Curli biogenesis: order out of disorder

Abstract

Many bacteria assemble extracellular amyloid fibers on their cell surface. Secretion of proteins across membranes and the assembly of complex macromolecular structures must be highly coordinated to avoid the accumulation of potentially toxic intracellular protein aggregates. Extracellular amyloid fiber assembly poses an even greater threat to cellular health due to the highly aggregative nature of amyloids and the inherent toxicity of amyloid assembly intermediates. Therefore, temporal and spatial control of amyloid protein secretion is paramount. The biogenesis and assembly of the extracellular bacterial amyloid curli is an ideal system for studying how bacteria cope with the many challenges of controlled and ordered amyloid assembly. Here, we review the recent progress in the curli field that has made curli biogenesis one of the best-understood functional amyloid assembly pathways. This article is part of a Special Issue entitled: Protein trafficking and secretion in bacteria. Guest Editors: Anastassios Economou and Ross Dalbey.

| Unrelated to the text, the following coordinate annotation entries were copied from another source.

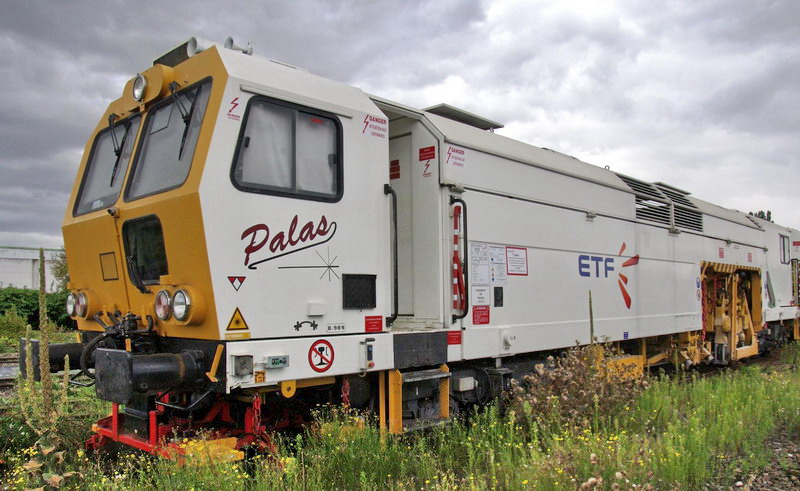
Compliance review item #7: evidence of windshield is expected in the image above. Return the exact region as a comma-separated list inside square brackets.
[125, 80, 211, 200]
[74, 115, 142, 216]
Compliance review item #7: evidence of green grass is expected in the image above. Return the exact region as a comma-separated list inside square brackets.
[0, 346, 800, 490]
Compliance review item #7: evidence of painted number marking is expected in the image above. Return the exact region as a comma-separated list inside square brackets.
[308, 339, 334, 373]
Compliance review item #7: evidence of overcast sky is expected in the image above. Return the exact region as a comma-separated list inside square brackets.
[0, 0, 800, 247]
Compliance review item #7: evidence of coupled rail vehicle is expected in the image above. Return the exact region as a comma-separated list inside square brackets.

Keywords: Aggregate; Biofilm; Curli; Functional amyloid; Nucleation–precipitation; Type VIII secretion.

Figure 1

Curli production contributes to E. coli biofilms. A. E. coli k-12 strain BW25113 grown on a low salt agar plate at 26°C produce cell surface associated curli fibers that are visible by transmission electron microscopy. Scale bar is 500nm. B. The uropathogenic E. coli strain UTI89 develops a complex rugose colony morphology that is dependent on curli.

Figure 2

The curli biogenesis system possesses a unique outer membrane secretion apparatus. The CsgG pore is composed of eight subunits (the front three have been removed to improve clarity) with a 2nm wide central pore. Both CsgE and CsgF interact directly with the CsgG pore. CsgE is periplasmic and required for directing soluble CsgA to the CsgG pore for secretion while CsgF is surface exposed and contributes to the assembly of CsgB into a surface associated, amyloid-templating conformation. Once outside the cell, CsgA interacts with CsgB and assembles into an amyloid fiber.

Figure 3

The molecular details of CsgA and CsgB. A. The mature CsgA protein is composed of an N-terminal 22 amino acids and 5 amyloid repeating units, each with a β-sheet-turn-β-sheet (indicated by the red arrows). Ser, Gln and Asn residues (boxes) in each repeating unit align in stacks that stabilize the amyloid conformation. The Gln residues at positions 49 and 139 and the Asn residues at positions 54 and 144 (circled) are essential for amyloid formation. Repeating unites R2, R3 and R4 contain “gatekeeper” residues (*) that temper amyloid formation. The conserved glycine and alanine residues are indicated in bold font. B. A cartoon representation of the predicted structure of CsgA shows the five repeating units assemble into a β-helical, cross-β structure (side view, left). The Gln, Asn and Ser residues of R1 (upper right) are shown as sticks and the overhead view of CsgA (lower right) shows the alignment of these residues within the predicted structure. C. The mature CsgB protein is composed of an N-terminal 22 amino acids and 5 amyloid repeating units with similarly conserved Gln and Asn stacks (boxes). The conserved glycine and alanine residues in R1-R4 are indicated in bold font. Repeating unit 5 lacks one of the Asn repeats, but instead contains four charged residues (indicated by +) that may be important for tethering CsgB to the cell surface via R5.

Figure 4

Curli subunit sharing between adjacent cells, or interbacerial complementation, is made possible by the nucleation-precipitation mechanism of curli fiber assembly. A csgB mutant (or csgA+ donor strain) secretes soluble CsgA into the extracellular milieu. CsgA from a csgB mutant can polymerize on a csgA mutant (or csgB+ acceptor) that is presenting CsgB on the cell surface when grown in close proximity to one another on a plate. The left panel shows a csgB mutant streaked near a csgA mutant, and on the edge of the CsgB-expressing streak there is a Congo red staining region.